La jeune épousée, Aimée, est seule dans la maison, mais elle n'est pas seule du tout, il y a l'improbable bonne, son fils, grotesquement présenté : il passe de bel homme émoustillant à l'église à farfadet effrayant dans le domaine... les ouvriers, la professeure de musique ( Emeline serait entre la maîtresse femme saphique et la servante servile, donc encore un profil assez peu convainquant)...
Bref, je n'ai pas accroché à la fausse solitude ni à l'angoisse désœuvrée d'Aimée, ni au diabolisme de ce mari qu'on lui aurait imposé mais "qui lui a plu". Du mauvais Barbe Bleue, du Bovary creux. Les personnages sont étiquetés de leurs particularités mais n'incarnent pas ce que l'autrice a voulu qu'ils soient : la mère d'Aimée est froide, sans que ce soit motivé ni mis en scène avant l'artificielle scène du cimetière, les motifs et expressions de cette froideur ne tiennent pas. Le père d'Aimée est, pour moi, le personnage le plus réussi et, par conséquent, le plus attachant.

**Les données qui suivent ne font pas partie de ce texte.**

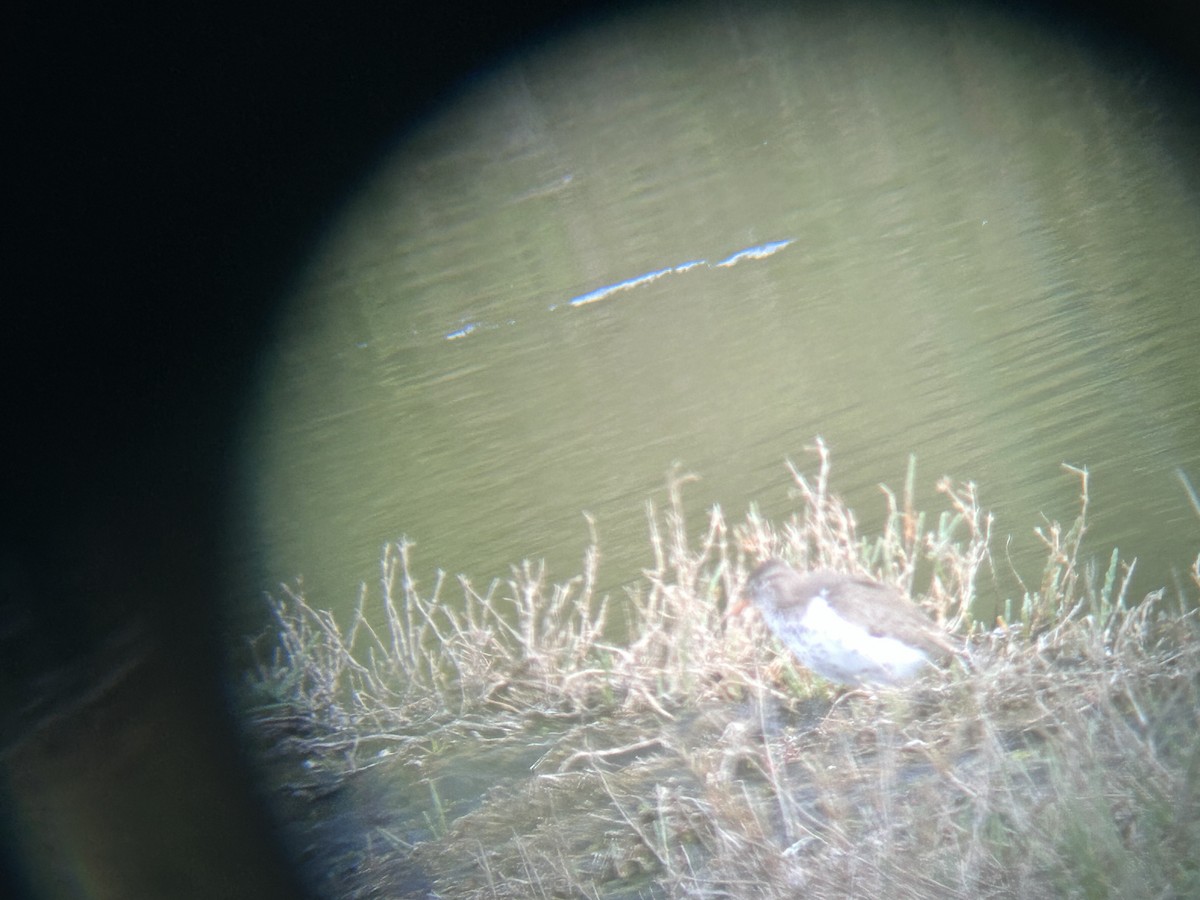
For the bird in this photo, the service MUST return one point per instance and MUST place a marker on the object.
(845, 628)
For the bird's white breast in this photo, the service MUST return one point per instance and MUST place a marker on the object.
(843, 651)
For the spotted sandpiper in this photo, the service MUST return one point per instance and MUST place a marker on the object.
(845, 628)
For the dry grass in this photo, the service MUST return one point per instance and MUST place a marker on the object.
(693, 760)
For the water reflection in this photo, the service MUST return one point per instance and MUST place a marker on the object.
(994, 267)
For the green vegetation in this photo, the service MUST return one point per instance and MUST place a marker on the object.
(534, 739)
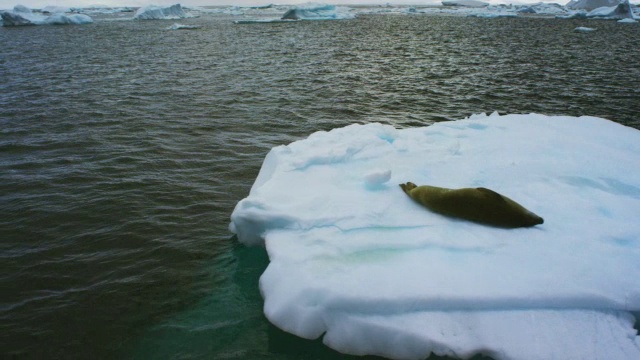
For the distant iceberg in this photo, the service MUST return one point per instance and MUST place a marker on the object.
(354, 261)
(620, 11)
(309, 11)
(154, 12)
(22, 16)
(465, 3)
(177, 26)
(317, 12)
(591, 4)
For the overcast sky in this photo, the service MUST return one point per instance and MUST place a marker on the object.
(9, 4)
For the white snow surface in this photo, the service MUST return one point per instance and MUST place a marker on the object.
(591, 4)
(354, 260)
(466, 3)
(22, 15)
(313, 11)
(154, 12)
(618, 12)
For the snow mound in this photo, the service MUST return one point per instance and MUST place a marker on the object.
(356, 261)
(154, 12)
(22, 15)
(317, 12)
(465, 3)
(591, 4)
(620, 11)
(177, 26)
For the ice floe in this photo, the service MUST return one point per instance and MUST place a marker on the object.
(355, 261)
(591, 4)
(318, 12)
(177, 26)
(620, 11)
(22, 15)
(465, 3)
(154, 12)
(310, 11)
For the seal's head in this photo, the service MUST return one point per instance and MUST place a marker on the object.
(408, 187)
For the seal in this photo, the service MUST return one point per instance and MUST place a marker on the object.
(479, 205)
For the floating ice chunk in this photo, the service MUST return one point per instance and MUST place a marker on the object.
(548, 9)
(377, 178)
(56, 9)
(621, 11)
(465, 3)
(154, 12)
(177, 26)
(591, 4)
(73, 19)
(21, 15)
(317, 12)
(377, 273)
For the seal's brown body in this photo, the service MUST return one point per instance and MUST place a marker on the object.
(480, 205)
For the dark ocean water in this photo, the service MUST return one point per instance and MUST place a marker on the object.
(125, 146)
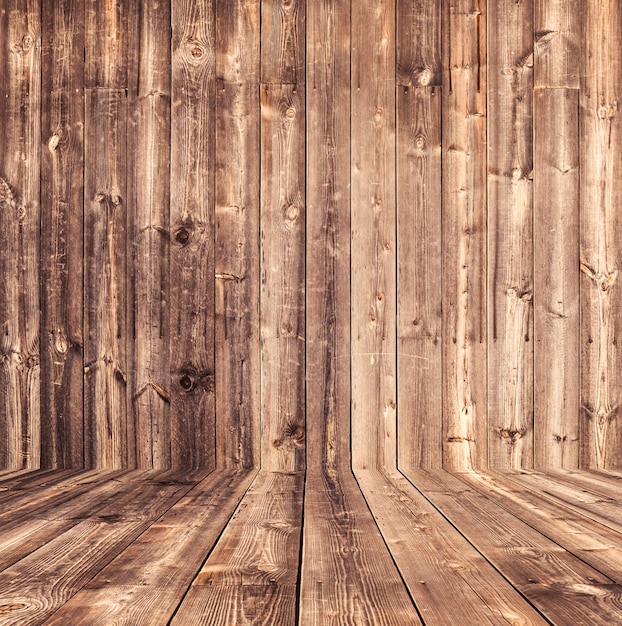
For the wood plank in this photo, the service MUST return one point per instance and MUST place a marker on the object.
(251, 575)
(145, 583)
(347, 573)
(510, 234)
(283, 42)
(601, 233)
(556, 281)
(192, 235)
(283, 216)
(373, 258)
(237, 234)
(557, 43)
(418, 37)
(105, 268)
(20, 65)
(148, 232)
(464, 234)
(62, 178)
(558, 584)
(433, 557)
(419, 266)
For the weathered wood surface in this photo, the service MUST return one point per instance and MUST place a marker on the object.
(601, 231)
(510, 234)
(62, 178)
(237, 254)
(464, 234)
(556, 280)
(192, 358)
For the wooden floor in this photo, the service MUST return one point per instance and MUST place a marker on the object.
(325, 547)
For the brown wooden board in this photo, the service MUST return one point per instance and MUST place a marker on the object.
(373, 238)
(510, 234)
(237, 234)
(283, 215)
(105, 273)
(556, 280)
(464, 234)
(192, 236)
(62, 181)
(601, 233)
(419, 267)
(148, 239)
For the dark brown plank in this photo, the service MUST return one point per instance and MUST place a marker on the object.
(192, 235)
(510, 234)
(148, 232)
(556, 280)
(601, 234)
(62, 178)
(419, 266)
(464, 234)
(283, 218)
(105, 267)
(283, 42)
(373, 240)
(237, 234)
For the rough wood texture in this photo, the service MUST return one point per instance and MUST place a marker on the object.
(105, 267)
(192, 235)
(148, 234)
(464, 234)
(237, 234)
(283, 217)
(601, 233)
(556, 280)
(373, 258)
(420, 375)
(20, 66)
(510, 234)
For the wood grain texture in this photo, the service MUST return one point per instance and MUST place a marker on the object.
(237, 234)
(105, 273)
(20, 65)
(62, 179)
(251, 575)
(557, 43)
(283, 217)
(510, 234)
(192, 235)
(148, 234)
(556, 280)
(283, 42)
(418, 38)
(601, 233)
(464, 234)
(419, 270)
(373, 240)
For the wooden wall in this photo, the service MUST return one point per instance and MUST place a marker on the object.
(295, 234)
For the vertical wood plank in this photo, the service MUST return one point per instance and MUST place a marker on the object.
(418, 35)
(192, 235)
(282, 277)
(283, 41)
(464, 234)
(557, 45)
(420, 399)
(148, 234)
(373, 307)
(105, 271)
(20, 67)
(237, 234)
(556, 279)
(601, 233)
(62, 177)
(510, 234)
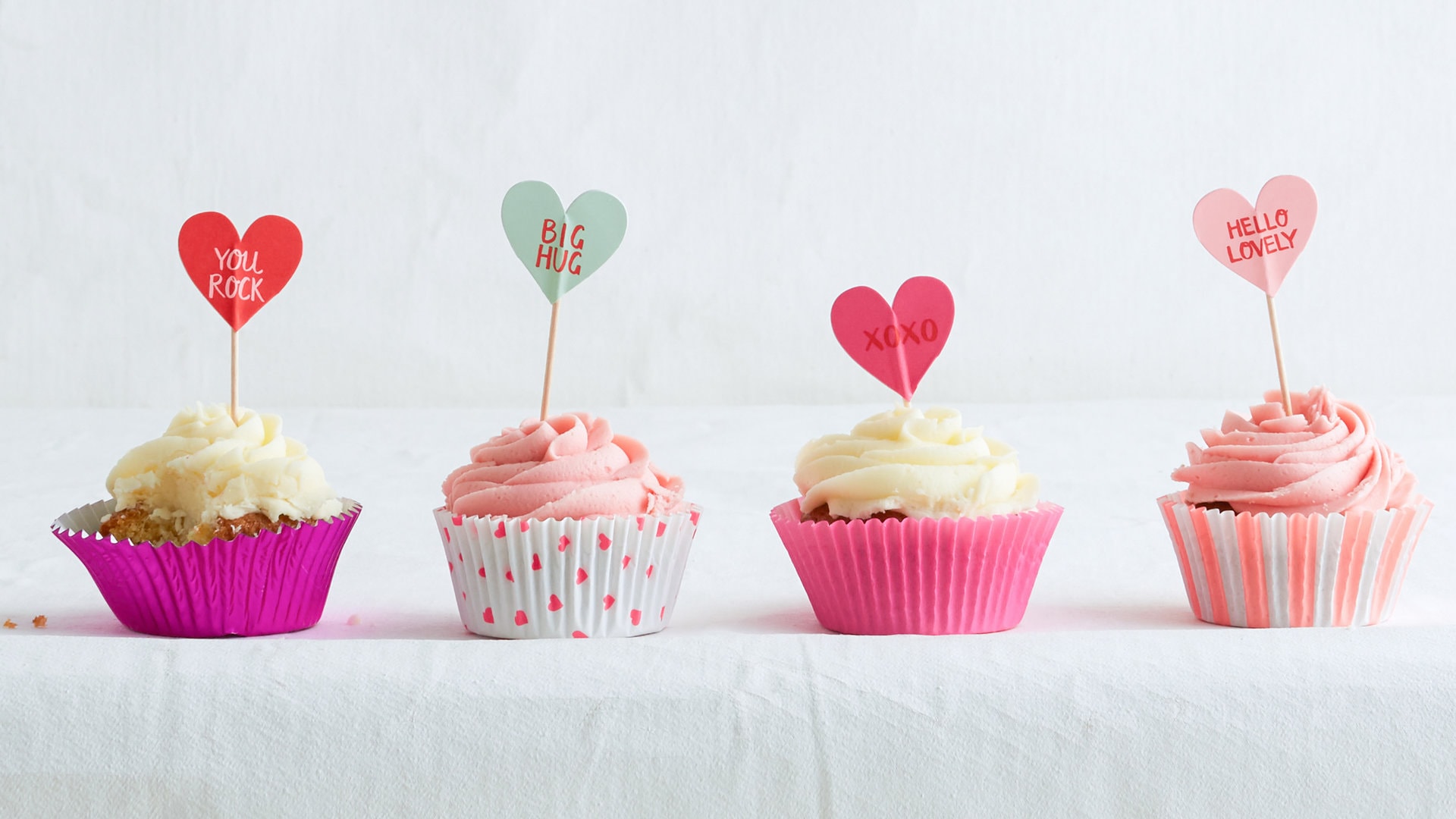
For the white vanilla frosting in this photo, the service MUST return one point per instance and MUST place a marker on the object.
(206, 466)
(922, 464)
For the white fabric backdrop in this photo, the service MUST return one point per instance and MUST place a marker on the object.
(1110, 700)
(1041, 158)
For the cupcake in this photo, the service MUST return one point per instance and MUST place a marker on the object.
(216, 528)
(1294, 519)
(913, 523)
(561, 528)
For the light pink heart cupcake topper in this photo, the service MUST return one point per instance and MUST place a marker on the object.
(1260, 242)
(896, 343)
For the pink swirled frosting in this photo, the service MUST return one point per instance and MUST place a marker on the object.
(568, 465)
(1321, 460)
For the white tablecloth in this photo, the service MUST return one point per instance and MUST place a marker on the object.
(1110, 698)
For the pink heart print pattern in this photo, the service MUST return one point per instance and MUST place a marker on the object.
(1260, 242)
(896, 343)
(546, 585)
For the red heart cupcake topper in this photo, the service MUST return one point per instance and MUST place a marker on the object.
(896, 343)
(239, 276)
(1260, 242)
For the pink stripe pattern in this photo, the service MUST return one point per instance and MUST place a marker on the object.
(1293, 570)
(918, 576)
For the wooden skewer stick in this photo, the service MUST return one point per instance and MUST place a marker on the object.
(551, 357)
(1279, 359)
(235, 379)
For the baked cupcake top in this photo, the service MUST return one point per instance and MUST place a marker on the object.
(568, 465)
(1320, 461)
(207, 468)
(918, 464)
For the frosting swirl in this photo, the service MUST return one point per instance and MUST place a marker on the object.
(921, 464)
(206, 466)
(1321, 460)
(568, 465)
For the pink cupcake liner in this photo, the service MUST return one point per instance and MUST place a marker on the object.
(918, 576)
(615, 576)
(270, 583)
(1293, 570)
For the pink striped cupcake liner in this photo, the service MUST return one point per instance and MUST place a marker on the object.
(613, 576)
(918, 576)
(1293, 570)
(267, 583)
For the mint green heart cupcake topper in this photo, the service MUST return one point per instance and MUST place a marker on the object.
(561, 248)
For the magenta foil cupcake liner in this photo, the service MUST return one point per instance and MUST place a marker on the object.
(918, 576)
(613, 576)
(270, 583)
(1293, 570)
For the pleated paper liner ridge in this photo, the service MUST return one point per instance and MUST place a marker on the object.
(612, 576)
(254, 585)
(918, 576)
(1293, 570)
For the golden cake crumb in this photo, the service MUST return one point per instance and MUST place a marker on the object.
(139, 526)
(821, 515)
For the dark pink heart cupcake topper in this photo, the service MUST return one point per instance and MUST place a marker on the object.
(896, 343)
(1260, 242)
(237, 276)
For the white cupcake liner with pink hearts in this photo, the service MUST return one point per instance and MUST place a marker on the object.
(1293, 570)
(613, 576)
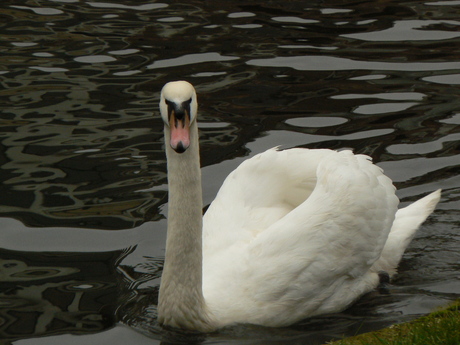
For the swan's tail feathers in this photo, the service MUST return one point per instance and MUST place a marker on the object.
(406, 223)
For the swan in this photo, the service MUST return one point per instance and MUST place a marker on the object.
(291, 233)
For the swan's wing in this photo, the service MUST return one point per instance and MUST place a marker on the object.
(258, 193)
(315, 257)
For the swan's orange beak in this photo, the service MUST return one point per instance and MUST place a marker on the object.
(179, 123)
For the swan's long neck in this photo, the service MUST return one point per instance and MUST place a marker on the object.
(181, 301)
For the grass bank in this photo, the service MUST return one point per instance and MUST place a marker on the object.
(441, 327)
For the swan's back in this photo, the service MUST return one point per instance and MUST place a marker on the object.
(293, 233)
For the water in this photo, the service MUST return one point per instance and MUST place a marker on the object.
(83, 170)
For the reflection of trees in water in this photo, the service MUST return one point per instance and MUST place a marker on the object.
(54, 293)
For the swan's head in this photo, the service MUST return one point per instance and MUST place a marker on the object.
(178, 108)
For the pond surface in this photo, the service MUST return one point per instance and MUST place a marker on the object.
(84, 190)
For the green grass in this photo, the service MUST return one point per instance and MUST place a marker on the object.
(441, 327)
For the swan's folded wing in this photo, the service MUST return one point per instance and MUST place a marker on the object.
(258, 193)
(317, 256)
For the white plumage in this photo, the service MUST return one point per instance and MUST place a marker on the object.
(291, 234)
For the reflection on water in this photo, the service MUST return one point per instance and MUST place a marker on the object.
(80, 148)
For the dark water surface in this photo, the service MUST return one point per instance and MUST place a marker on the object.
(83, 193)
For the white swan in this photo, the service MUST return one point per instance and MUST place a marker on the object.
(291, 234)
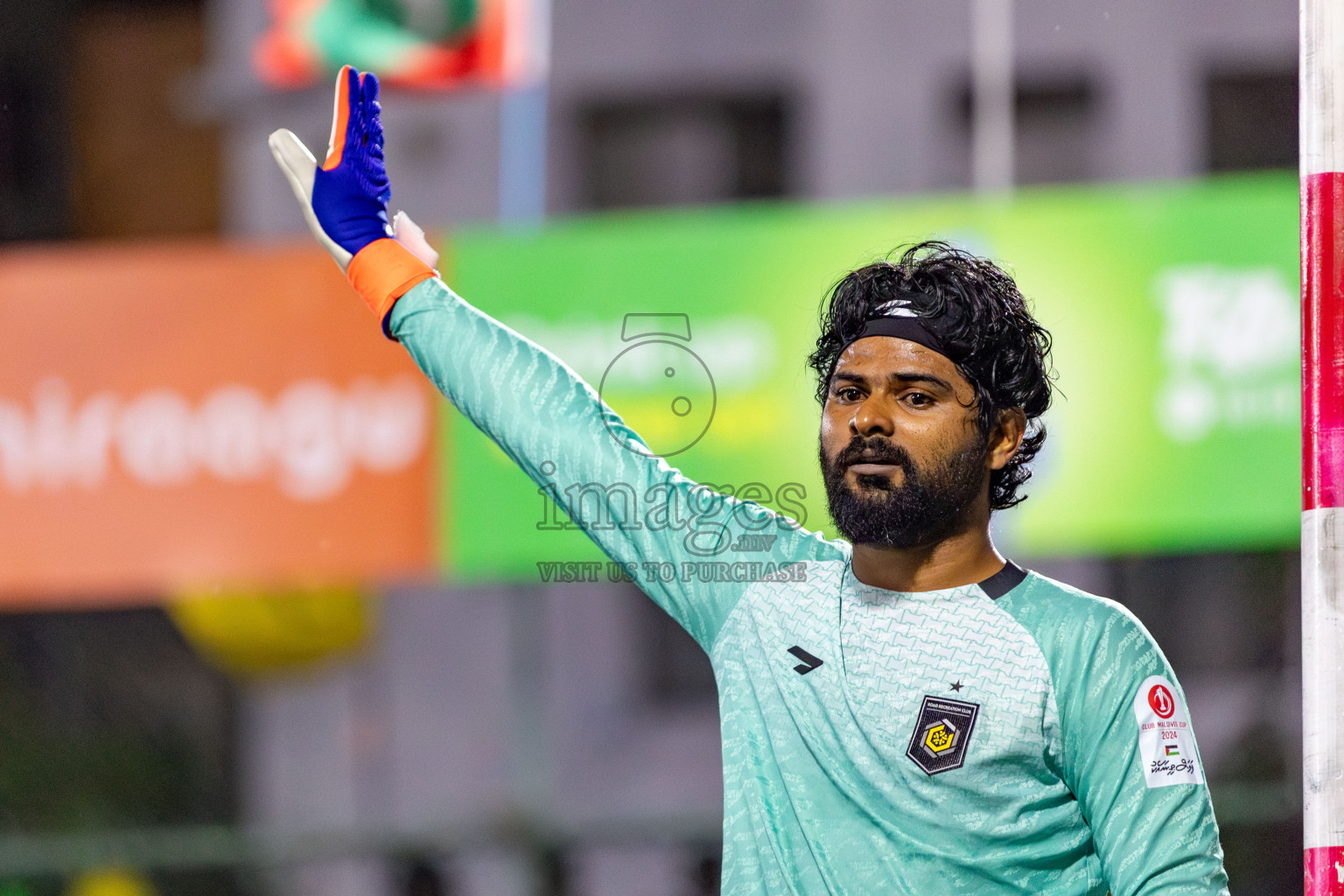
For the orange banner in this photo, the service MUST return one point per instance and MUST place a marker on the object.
(180, 416)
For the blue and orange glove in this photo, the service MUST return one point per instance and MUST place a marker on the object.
(346, 199)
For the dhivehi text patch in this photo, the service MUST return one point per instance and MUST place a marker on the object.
(1166, 740)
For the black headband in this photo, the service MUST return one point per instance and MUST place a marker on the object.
(917, 329)
(897, 318)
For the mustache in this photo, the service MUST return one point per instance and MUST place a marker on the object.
(875, 451)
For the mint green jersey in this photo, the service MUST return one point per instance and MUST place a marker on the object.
(1011, 737)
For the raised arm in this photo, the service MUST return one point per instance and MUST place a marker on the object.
(538, 410)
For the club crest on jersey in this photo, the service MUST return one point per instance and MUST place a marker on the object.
(941, 735)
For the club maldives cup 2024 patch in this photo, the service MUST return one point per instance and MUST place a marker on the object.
(1166, 740)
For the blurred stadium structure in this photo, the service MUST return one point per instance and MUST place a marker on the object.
(499, 738)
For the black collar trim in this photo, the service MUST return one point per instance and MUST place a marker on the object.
(1004, 580)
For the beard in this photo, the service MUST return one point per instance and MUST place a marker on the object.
(930, 506)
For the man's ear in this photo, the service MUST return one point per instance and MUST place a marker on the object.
(1005, 438)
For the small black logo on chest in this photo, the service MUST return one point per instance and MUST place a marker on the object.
(941, 735)
(808, 664)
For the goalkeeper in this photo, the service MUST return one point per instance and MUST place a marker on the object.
(903, 710)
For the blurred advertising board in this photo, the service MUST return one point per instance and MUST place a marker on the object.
(433, 45)
(183, 416)
(1173, 309)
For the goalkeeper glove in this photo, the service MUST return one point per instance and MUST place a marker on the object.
(344, 200)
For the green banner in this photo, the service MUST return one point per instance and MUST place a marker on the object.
(1175, 318)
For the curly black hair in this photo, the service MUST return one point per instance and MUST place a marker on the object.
(987, 329)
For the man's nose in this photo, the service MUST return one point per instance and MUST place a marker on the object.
(872, 418)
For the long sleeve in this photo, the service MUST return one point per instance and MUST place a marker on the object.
(556, 427)
(1125, 746)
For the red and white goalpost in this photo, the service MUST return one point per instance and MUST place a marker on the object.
(1323, 442)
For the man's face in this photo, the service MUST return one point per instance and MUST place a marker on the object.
(902, 457)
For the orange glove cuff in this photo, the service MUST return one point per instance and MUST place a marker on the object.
(383, 271)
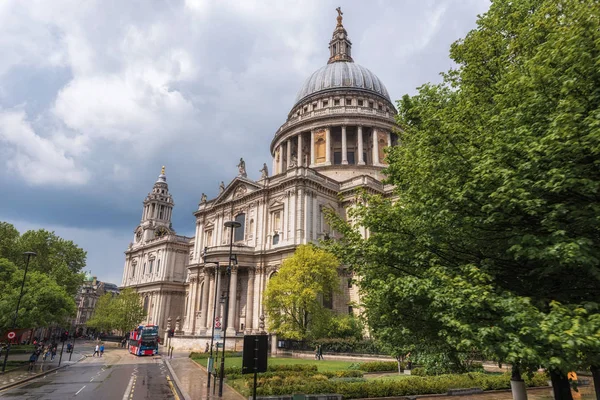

Pour ce qui est de l'intrigue, son déploiement est chaotique, artificiel, poussif. Aimée nourrit des doutes on ne sait comment ni pourquoi, le fossoyeur dévoile des détails sur le chien d'Aleth tout à fait incongrus, dans une mise en scène saugrenue, enfin le suspens n'est pas au rendez vous, la progression de l'intrigue est artificielle. La fin achève de décevoir et laisser dubitatif.
Bien entendu nous sommes dans le romanesque, mais ce que la fin révèle est insensé et tombe à plat. Les personnages tournent au navrant, Henria, le directeur du sanatorium, comme la réaction de la flutiste, et d'à peu près tout le monde, quand on dissèque les ressorts narratifs, après coup, ça ne marche pas.
Je ne suis pas satisfaite de dresser une critique si péjorative, mais vraiment, c'est une vraie déception. Je lirai d'autres ouvrages de Cécile Coulon afin de ne pas rester sur cette mauvaise expérience de son talent.